Muses, Grâces, Amours, dont elle fut l’image,
O mes dieux et les siens, secourez votre ouvrage !

(You can find the entire poem here.)

It turns out that Voltaire as a young playwright in Paris was one of the many ‘admirers’ of the actress Adrienne Lecouvreur, who starred in at least three of his plays at the Comédie Française in the 1720s. He described himself as her lover, but their degree of intimacy remains unclear. In any case, he was at her bedside when she died (probably not of poisoned violets) on March 20, 1730 at age 37. He later wrote the elegy to express his outrage at the Catholic Church for refusing to give her a proper burial.

In Isabelle Partiot-Pieri’s staging of the opera the silent Voltaire re-appears several times at appropriate moments. He is also by Adriana’s side when she dies at the end, but so is Maurizio, Count Moritz of Saxony, who in real life had by this time moved on to one of his other mistresses.

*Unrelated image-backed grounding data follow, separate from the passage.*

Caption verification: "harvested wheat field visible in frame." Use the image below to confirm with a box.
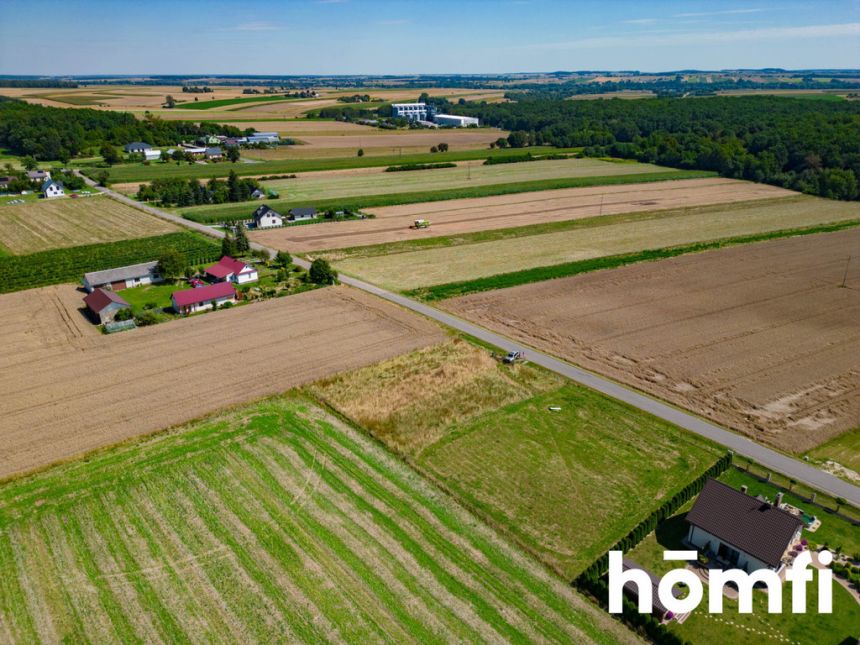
[333,193,859,290]
[0,285,444,480]
[290,130,504,150]
[444,229,860,453]
[0,195,178,254]
[257,177,793,255]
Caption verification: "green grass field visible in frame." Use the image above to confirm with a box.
[332,196,860,292]
[311,341,721,580]
[181,95,305,110]
[86,147,582,183]
[809,429,860,482]
[119,282,179,314]
[0,394,633,644]
[182,169,711,223]
[626,470,860,645]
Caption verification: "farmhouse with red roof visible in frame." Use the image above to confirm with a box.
[83,288,131,324]
[205,256,258,284]
[171,282,237,315]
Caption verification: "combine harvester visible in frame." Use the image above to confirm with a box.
[411,219,431,229]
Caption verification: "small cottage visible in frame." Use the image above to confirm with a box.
[205,256,259,284]
[41,179,65,199]
[289,207,317,221]
[124,142,152,154]
[252,204,283,228]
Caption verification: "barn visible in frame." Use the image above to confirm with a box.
[83,288,131,324]
[83,261,162,292]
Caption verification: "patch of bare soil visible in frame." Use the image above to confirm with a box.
[444,229,860,453]
[0,286,444,480]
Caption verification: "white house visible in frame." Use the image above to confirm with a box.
[143,149,162,162]
[252,204,283,228]
[124,142,152,154]
[172,282,237,315]
[434,114,480,127]
[83,260,162,292]
[205,256,258,284]
[40,179,65,199]
[685,479,804,573]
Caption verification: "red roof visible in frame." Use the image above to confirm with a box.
[205,256,250,279]
[83,288,129,313]
[172,281,236,307]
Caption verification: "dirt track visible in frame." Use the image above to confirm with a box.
[443,229,860,453]
[253,178,795,254]
[0,285,444,480]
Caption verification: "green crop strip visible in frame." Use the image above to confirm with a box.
[408,219,860,301]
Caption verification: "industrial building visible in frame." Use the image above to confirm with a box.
[390,103,478,127]
[433,114,480,127]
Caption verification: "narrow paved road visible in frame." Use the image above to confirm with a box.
[85,174,860,506]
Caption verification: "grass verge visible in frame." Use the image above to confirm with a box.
[407,219,860,301]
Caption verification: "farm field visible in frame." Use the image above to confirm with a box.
[0,195,178,254]
[311,340,721,579]
[254,176,778,255]
[0,285,444,480]
[0,394,633,645]
[443,228,860,454]
[329,190,857,290]
[0,231,219,294]
[89,146,576,183]
[259,157,669,202]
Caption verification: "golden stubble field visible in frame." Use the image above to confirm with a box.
[256,177,792,256]
[0,285,444,480]
[0,195,178,254]
[443,229,860,453]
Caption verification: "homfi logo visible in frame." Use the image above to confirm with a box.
[608,550,833,615]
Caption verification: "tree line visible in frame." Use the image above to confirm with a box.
[457,96,860,200]
[137,171,260,206]
[0,98,245,161]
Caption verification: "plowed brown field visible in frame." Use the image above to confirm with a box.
[254,178,794,254]
[0,285,444,479]
[444,229,860,453]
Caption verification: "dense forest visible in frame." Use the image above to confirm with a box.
[0,98,246,160]
[0,79,78,88]
[459,96,860,200]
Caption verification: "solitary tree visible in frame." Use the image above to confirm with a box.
[437,142,449,152]
[430,146,438,153]
[100,144,121,165]
[309,258,337,285]
[157,249,184,281]
[357,148,364,157]
[507,131,528,148]
[274,250,292,268]
[22,156,38,171]
[96,170,110,187]
[227,147,240,163]
[234,222,250,254]
[164,95,176,109]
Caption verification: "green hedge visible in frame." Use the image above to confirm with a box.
[0,232,220,294]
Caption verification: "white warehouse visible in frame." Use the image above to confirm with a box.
[434,114,480,127]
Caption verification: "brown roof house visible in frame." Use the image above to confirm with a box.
[83,288,131,324]
[685,479,803,573]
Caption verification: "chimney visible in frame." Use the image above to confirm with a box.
[775,492,784,507]
[740,485,748,495]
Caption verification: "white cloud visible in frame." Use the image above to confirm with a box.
[524,22,860,50]
[624,18,659,25]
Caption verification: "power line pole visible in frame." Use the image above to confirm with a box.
[840,255,852,288]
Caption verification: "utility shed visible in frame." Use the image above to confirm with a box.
[83,288,131,324]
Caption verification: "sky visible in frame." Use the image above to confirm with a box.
[0,0,858,75]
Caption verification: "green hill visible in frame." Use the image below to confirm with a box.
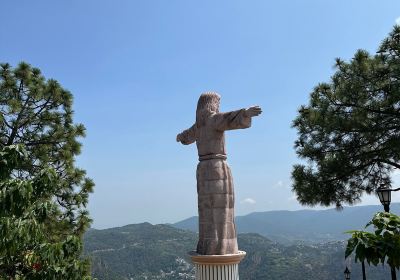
[84,223,393,280]
[84,223,196,279]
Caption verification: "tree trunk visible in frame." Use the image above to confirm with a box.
[362,261,366,280]
[391,267,396,280]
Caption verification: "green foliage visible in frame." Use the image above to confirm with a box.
[346,212,400,269]
[0,145,93,279]
[0,62,94,237]
[292,26,400,207]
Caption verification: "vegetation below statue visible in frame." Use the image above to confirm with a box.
[83,223,393,280]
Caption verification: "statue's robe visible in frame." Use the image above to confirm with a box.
[179,109,252,255]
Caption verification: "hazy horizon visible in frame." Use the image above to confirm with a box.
[90,202,400,230]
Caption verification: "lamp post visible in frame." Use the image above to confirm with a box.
[344,266,351,280]
[376,184,392,212]
[376,183,400,280]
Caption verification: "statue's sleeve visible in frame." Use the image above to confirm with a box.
[212,109,252,131]
[179,124,197,145]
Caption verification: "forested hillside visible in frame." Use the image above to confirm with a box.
[84,223,393,280]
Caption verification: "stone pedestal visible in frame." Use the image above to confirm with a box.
[189,251,246,280]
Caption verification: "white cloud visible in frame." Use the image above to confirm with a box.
[396,17,400,25]
[241,198,256,204]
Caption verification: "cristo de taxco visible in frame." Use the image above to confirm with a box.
[177,92,262,280]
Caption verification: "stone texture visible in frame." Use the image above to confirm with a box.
[177,92,261,255]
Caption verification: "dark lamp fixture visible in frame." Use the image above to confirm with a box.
[377,184,391,212]
[344,266,351,280]
[376,184,400,213]
[377,184,391,205]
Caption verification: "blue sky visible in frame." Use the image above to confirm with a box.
[1,0,400,229]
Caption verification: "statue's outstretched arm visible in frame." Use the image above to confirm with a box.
[176,124,197,145]
[213,105,262,131]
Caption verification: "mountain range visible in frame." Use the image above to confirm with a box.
[84,223,393,280]
[84,204,399,279]
[173,203,400,244]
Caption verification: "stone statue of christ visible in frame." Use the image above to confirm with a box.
[176,92,262,255]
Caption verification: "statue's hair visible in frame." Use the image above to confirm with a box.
[196,92,220,126]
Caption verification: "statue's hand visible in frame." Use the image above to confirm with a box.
[176,133,181,142]
[245,106,262,117]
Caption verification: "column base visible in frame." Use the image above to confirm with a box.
[189,251,246,280]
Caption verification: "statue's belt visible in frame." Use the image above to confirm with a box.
[198,154,227,161]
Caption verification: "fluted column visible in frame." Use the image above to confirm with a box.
[189,251,246,280]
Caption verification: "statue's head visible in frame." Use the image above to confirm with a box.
[196,92,220,126]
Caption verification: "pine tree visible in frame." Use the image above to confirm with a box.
[292,26,400,207]
[0,62,93,238]
[0,145,92,279]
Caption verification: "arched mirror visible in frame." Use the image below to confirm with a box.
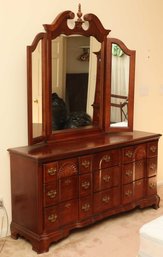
[104,38,135,132]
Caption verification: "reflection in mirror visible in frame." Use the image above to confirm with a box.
[32,39,43,137]
[110,43,130,128]
[51,35,101,131]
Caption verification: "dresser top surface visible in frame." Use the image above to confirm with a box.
[8,130,161,162]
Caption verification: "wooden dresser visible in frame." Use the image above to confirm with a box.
[9,131,161,253]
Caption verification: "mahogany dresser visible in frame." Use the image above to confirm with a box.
[9,131,161,253]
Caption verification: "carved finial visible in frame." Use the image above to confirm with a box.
[77,3,83,22]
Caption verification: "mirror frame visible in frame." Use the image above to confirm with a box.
[27,7,110,145]
[104,37,136,132]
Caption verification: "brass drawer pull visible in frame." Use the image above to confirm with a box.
[65,178,71,185]
[125,170,133,177]
[48,214,57,223]
[81,181,90,189]
[136,181,142,186]
[47,190,57,199]
[125,150,133,158]
[150,145,157,153]
[48,167,57,176]
[65,203,71,208]
[125,190,132,196]
[102,175,110,182]
[82,203,90,212]
[149,182,156,189]
[103,155,111,162]
[81,160,90,168]
[102,195,110,203]
[149,163,157,171]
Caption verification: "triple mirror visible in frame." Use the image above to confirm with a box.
[27,5,135,145]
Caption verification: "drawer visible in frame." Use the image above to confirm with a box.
[59,199,78,226]
[58,158,78,178]
[43,161,58,183]
[147,141,158,157]
[135,160,146,180]
[147,157,157,177]
[122,183,133,204]
[134,179,145,201]
[122,144,146,163]
[79,155,92,174]
[122,163,133,184]
[79,196,92,220]
[79,174,92,197]
[59,175,78,202]
[147,177,157,196]
[94,166,120,192]
[122,160,146,184]
[44,182,58,207]
[93,187,120,214]
[93,149,120,171]
[44,206,60,232]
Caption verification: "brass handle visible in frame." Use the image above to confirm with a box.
[149,182,156,189]
[125,190,132,196]
[81,181,90,189]
[82,203,90,212]
[48,167,57,176]
[102,195,110,203]
[103,155,111,162]
[125,151,133,158]
[136,181,142,186]
[81,160,90,168]
[149,163,157,171]
[65,178,71,185]
[47,190,57,199]
[65,203,71,208]
[102,175,110,183]
[33,98,38,103]
[150,145,157,153]
[125,170,133,177]
[48,214,57,223]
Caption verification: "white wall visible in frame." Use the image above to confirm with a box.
[1,0,163,232]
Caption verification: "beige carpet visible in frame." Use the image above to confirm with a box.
[1,185,163,257]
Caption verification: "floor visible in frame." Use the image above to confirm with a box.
[0,186,163,257]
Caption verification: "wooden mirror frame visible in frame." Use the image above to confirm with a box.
[27,6,110,145]
[104,38,136,132]
[27,5,135,145]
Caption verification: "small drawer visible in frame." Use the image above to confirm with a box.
[94,166,120,192]
[93,187,120,214]
[147,157,157,177]
[79,155,92,174]
[134,179,145,201]
[94,189,113,214]
[58,158,78,178]
[44,182,58,207]
[79,196,92,220]
[93,149,120,171]
[147,177,157,196]
[122,183,133,204]
[59,199,78,226]
[122,144,146,163]
[44,206,60,232]
[59,175,78,202]
[147,141,158,157]
[135,160,146,180]
[79,174,92,197]
[43,161,58,183]
[122,163,133,184]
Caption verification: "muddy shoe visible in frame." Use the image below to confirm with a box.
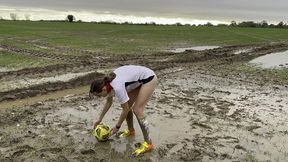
[119,129,135,137]
[132,141,154,156]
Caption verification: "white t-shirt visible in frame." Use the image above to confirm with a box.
[110,65,155,104]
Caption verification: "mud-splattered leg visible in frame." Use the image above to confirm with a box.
[136,116,152,143]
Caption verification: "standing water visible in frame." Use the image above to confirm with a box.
[249,50,288,68]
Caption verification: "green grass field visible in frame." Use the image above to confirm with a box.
[0,51,61,69]
[1,20,288,70]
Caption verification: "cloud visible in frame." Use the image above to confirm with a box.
[0,6,227,25]
[1,0,288,23]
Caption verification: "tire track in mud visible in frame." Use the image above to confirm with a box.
[0,43,172,82]
[0,72,104,102]
[152,67,288,162]
[1,43,287,103]
[1,48,288,161]
[171,43,288,65]
[0,42,109,81]
[0,44,94,63]
[30,39,101,55]
[0,50,172,103]
[0,63,105,81]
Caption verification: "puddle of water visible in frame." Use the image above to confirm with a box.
[110,114,192,154]
[0,71,95,92]
[249,50,288,68]
[0,85,89,109]
[44,91,192,154]
[166,46,219,53]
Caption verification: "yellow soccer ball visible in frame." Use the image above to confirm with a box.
[92,124,111,142]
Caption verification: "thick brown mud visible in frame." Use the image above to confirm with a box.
[0,86,89,110]
[0,43,288,162]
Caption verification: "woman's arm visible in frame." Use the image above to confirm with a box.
[110,101,130,135]
[116,102,130,128]
[93,96,113,128]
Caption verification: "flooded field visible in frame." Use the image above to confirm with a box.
[0,42,288,162]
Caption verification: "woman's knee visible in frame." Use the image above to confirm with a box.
[133,108,144,118]
[128,100,134,108]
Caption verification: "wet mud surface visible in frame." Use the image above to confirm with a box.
[0,43,288,161]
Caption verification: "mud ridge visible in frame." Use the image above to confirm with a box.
[1,43,287,102]
[0,72,104,102]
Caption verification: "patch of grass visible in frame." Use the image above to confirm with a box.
[1,38,66,55]
[1,21,288,55]
[0,51,61,69]
[2,39,39,50]
[270,69,288,81]
[222,62,288,84]
[240,63,287,80]
[1,21,288,69]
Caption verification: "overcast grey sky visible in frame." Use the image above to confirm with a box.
[1,0,288,24]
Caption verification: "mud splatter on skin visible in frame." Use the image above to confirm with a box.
[1,43,288,161]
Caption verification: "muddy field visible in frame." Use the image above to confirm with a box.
[0,43,288,162]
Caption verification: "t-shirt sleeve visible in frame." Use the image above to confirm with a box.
[113,85,129,104]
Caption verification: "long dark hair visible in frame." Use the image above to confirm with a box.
[90,72,116,93]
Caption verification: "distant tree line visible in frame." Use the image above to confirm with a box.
[61,16,288,28]
[90,20,288,29]
[226,20,287,28]
[2,13,288,29]
[3,13,78,23]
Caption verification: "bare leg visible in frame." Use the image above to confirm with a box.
[126,111,134,131]
[126,87,140,131]
[136,116,151,143]
[133,76,158,144]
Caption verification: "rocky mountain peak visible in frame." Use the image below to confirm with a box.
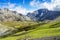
[27,9,60,21]
[0,8,31,22]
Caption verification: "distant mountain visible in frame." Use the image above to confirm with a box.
[0,8,31,22]
[0,8,60,22]
[27,9,60,21]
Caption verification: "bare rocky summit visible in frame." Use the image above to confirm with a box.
[0,8,31,22]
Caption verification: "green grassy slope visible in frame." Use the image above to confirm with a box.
[0,22,60,40]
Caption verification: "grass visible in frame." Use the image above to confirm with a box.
[0,21,38,29]
[26,28,60,38]
[0,21,60,40]
[1,28,60,40]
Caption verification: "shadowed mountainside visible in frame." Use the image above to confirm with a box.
[27,9,60,21]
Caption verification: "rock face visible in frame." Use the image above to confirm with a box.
[0,24,15,36]
[27,9,60,21]
[0,8,31,22]
[0,8,31,37]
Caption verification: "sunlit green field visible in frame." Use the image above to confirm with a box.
[0,21,60,40]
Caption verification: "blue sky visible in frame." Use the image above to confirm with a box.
[0,0,51,9]
[0,0,60,15]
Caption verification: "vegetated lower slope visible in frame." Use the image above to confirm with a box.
[0,21,60,40]
[0,21,38,37]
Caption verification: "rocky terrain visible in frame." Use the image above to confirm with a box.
[0,8,31,22]
[0,8,60,40]
[0,23,16,37]
[0,8,31,37]
[27,9,60,21]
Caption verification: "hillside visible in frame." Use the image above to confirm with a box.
[0,21,60,40]
[0,8,60,40]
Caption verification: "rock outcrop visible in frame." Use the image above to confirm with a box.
[0,8,31,22]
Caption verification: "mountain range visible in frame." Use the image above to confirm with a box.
[0,8,60,22]
[0,8,31,22]
[27,9,60,22]
[0,8,60,37]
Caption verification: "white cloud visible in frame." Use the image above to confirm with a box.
[30,0,60,11]
[1,2,28,15]
[30,0,40,7]
[2,2,16,9]
[40,2,56,10]
[8,2,16,9]
[53,0,60,11]
[13,6,28,15]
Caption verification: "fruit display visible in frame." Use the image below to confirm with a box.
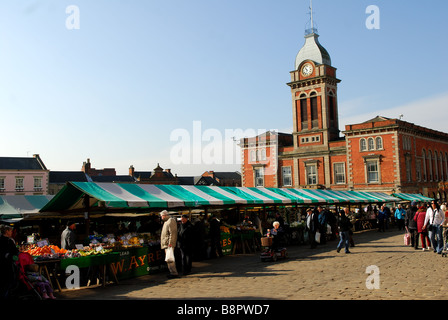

Buses outside after the performance

After the performance there were nine of these busses lined up outside the Festival Hall, to transport spectators back to the nearby cities of Mannheim, Heidelberg, Heilbronn, Bretten, Karlsruhe, Pforzheim, Stuttgart, Offenburg and Freiburg. This service is organized by the Festival Hall and costs 20 to 35 Euros round-trip, depending on the distance.

My photos and text in this post are from 2018.